We wanted to use the RNC and the DNC in 2012 as case studies to look at some disturbing changing trends and express our concern that these security measures are simply becoming more normalized.
Several months before an NSSE, the local government overrides city codes to create exceptional circumstances for these particular events. That means creating a security zone around the event itself, then limiting how, when and where people can protest within that zone.
That can lead to limiting the times of demonstrations, the amount of people, creating a special permitting process, or prohibiting everyday household items from being allowed in the zone.
What we see leading up to NSSEs, and this has been very consistent, is the DHS and FBI circulating unsubstantiated reports that violent anarchists and outside agitators are plotting to come to these cities to cause harm and injury – to bring explosive devices, to injure police.

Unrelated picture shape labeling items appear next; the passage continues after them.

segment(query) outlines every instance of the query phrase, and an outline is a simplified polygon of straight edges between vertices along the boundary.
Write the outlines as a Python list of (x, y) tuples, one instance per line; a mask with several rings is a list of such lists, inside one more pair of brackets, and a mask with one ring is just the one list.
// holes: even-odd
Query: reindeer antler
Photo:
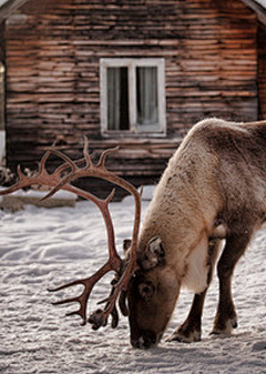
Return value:
[[(18, 174), (20, 179), (19, 182), (13, 184), (11, 188), (0, 192), (0, 194), (8, 194), (21, 188), (29, 186), (32, 184), (48, 185), (52, 188), (52, 190), (51, 192), (48, 193), (48, 195), (44, 199), (48, 199), (49, 196), (53, 195), (60, 189), (63, 189), (70, 192), (74, 192), (79, 196), (90, 200), (98, 205), (104, 219), (105, 225), (106, 225), (108, 243), (109, 243), (108, 262), (88, 279), (76, 280), (74, 282), (61, 285), (54, 290), (49, 290), (49, 291), (60, 291), (60, 290), (70, 287), (72, 285), (82, 284), (84, 286), (84, 290), (81, 293), (81, 295), (76, 297), (71, 297), (71, 299), (66, 299), (63, 301), (59, 301), (59, 302), (55, 302), (54, 304), (59, 305), (59, 304), (78, 302), (80, 304), (79, 310), (68, 313), (66, 315), (73, 315), (73, 314), (80, 315), (81, 319), (83, 320), (82, 324), (84, 325), (86, 323), (88, 301), (89, 301), (93, 286), (99, 282), (100, 279), (102, 279), (104, 274), (106, 274), (110, 271), (114, 271), (117, 274), (117, 280), (113, 283), (113, 287), (112, 287), (110, 296), (103, 301), (103, 302), (106, 302), (104, 310), (103, 311), (98, 310), (89, 319), (89, 322), (92, 324), (93, 328), (99, 328), (100, 326), (104, 326), (108, 322), (108, 317), (110, 314), (113, 316), (112, 325), (116, 326), (117, 324), (117, 312), (116, 312), (116, 306), (115, 306), (116, 300), (120, 294), (122, 294), (122, 297), (123, 297), (123, 293), (125, 292), (127, 287), (129, 281), (136, 269), (136, 244), (137, 244), (137, 235), (139, 235), (140, 220), (141, 220), (141, 194), (142, 192), (139, 192), (130, 182), (127, 182), (126, 180), (123, 180), (122, 178), (117, 176), (113, 172), (108, 171), (108, 169), (105, 168), (106, 156), (110, 153), (113, 153), (116, 151), (117, 151), (117, 148), (105, 150), (101, 154), (99, 162), (94, 164), (89, 154), (86, 138), (84, 138), (83, 159), (76, 160), (76, 161), (71, 160), (69, 156), (58, 151), (55, 149), (55, 142), (54, 142), (51, 149), (43, 155), (39, 164), (39, 172), (37, 173), (37, 175), (25, 176), (21, 172), (20, 168), (18, 168)], [(64, 163), (60, 165), (53, 173), (49, 174), (45, 170), (45, 162), (51, 153), (57, 154), (59, 158), (61, 158), (64, 161)], [(80, 163), (84, 164), (84, 166), (79, 166)], [(63, 173), (65, 173), (65, 175), (63, 175)], [(120, 257), (116, 251), (114, 228), (113, 228), (111, 214), (109, 211), (109, 203), (113, 199), (115, 190), (113, 190), (105, 200), (102, 200), (91, 194), (90, 192), (81, 190), (71, 184), (71, 182), (73, 182), (74, 180), (79, 178), (84, 178), (84, 176), (96, 176), (96, 178), (106, 180), (109, 182), (112, 182), (115, 185), (123, 188), (124, 190), (126, 190), (129, 193), (131, 193), (134, 196), (134, 201), (135, 201), (134, 228), (133, 228), (133, 234), (132, 234), (130, 256), (126, 263)]]

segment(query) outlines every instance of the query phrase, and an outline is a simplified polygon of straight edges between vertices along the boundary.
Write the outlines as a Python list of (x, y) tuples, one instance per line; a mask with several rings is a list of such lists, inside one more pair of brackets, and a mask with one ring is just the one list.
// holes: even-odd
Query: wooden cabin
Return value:
[(263, 0), (2, 0), (0, 22), (12, 170), (57, 137), (80, 158), (85, 135), (153, 183), (198, 120), (266, 118)]

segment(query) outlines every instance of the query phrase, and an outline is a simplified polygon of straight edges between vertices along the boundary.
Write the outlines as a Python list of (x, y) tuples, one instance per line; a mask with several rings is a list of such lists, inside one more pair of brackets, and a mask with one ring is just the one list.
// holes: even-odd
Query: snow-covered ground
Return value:
[[(144, 202), (144, 210), (147, 206)], [(112, 203), (117, 246), (131, 236), (133, 202)], [(129, 325), (92, 331), (79, 317), (64, 317), (73, 306), (51, 305), (68, 293), (47, 289), (84, 277), (104, 263), (105, 229), (96, 208), (43, 209), (28, 205), (0, 212), (0, 373), (266, 373), (266, 231), (260, 231), (234, 276), (239, 327), (232, 337), (209, 336), (217, 304), (217, 281), (208, 292), (203, 340), (194, 344), (164, 340), (156, 348), (133, 350)], [(96, 286), (90, 310), (109, 293), (110, 276)], [(192, 294), (183, 292), (164, 337), (183, 322)]]

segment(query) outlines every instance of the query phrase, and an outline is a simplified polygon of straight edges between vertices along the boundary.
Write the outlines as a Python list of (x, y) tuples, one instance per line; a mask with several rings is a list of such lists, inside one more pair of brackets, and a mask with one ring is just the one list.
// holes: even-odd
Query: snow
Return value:
[[(144, 211), (147, 205), (144, 199)], [(131, 236), (132, 199), (112, 203), (111, 212), (122, 251), (123, 239)], [(65, 294), (79, 294), (79, 287), (57, 294), (48, 287), (90, 275), (108, 256), (104, 224), (92, 203), (52, 210), (27, 205), (17, 213), (0, 212), (0, 219), (1, 373), (266, 373), (266, 231), (257, 234), (235, 271), (239, 326), (233, 336), (209, 335), (217, 305), (215, 276), (205, 304), (202, 342), (165, 342), (188, 312), (193, 295), (184, 291), (158, 347), (139, 351), (130, 345), (125, 317), (115, 330), (94, 332), (81, 326), (78, 316), (64, 317), (74, 305), (51, 305)], [(111, 277), (96, 286), (90, 311), (108, 295)]]

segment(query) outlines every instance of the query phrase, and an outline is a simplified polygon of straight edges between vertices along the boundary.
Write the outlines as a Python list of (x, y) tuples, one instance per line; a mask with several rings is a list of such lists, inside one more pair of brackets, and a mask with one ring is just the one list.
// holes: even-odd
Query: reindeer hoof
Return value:
[(211, 335), (224, 335), (228, 336), (232, 334), (233, 328), (237, 328), (237, 319), (229, 319), (223, 325), (216, 324), (211, 333)]
[(93, 312), (88, 322), (92, 325), (92, 330), (98, 330), (106, 325), (106, 320), (103, 316), (103, 311), (101, 309)]
[(193, 343), (200, 342), (202, 340), (202, 334), (200, 331), (193, 331), (185, 335), (181, 331), (174, 332), (171, 336), (166, 338), (166, 342), (180, 342), (180, 343)]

FBI informants and agents and undercover police were crucial to both encouraging and helping to set up these plots, which they then use as evidence later.
We’re asking law enforcement to stop spreading these unsubstantiated threats of protester violence before NSSEs and acknowledge that most of the violence that has taken place at NSSEs in the past has been on the part of police and not the protesters.
The combined total of the security budget for the RNC and DNC was $100 million. $50 million going to each city.
We see the continuation of the militarization of police departments and the NSSEs are playing a part in this.
Guest – Traci Yoder, National Lawyers Guild senior researcher. Before coming to the NLG’s National Office, she coordinated the NLG Philadelphia Chapter. She holds master’s degrees in Library and Information Studies and Anthropology, with a focus in the latter degree on gender studies and East Africa. In Philadelphia, Traci worked on many projects in addition to the NLG, including the Wooden Shoe Book Collective and the Radical Archives of Philadelphia.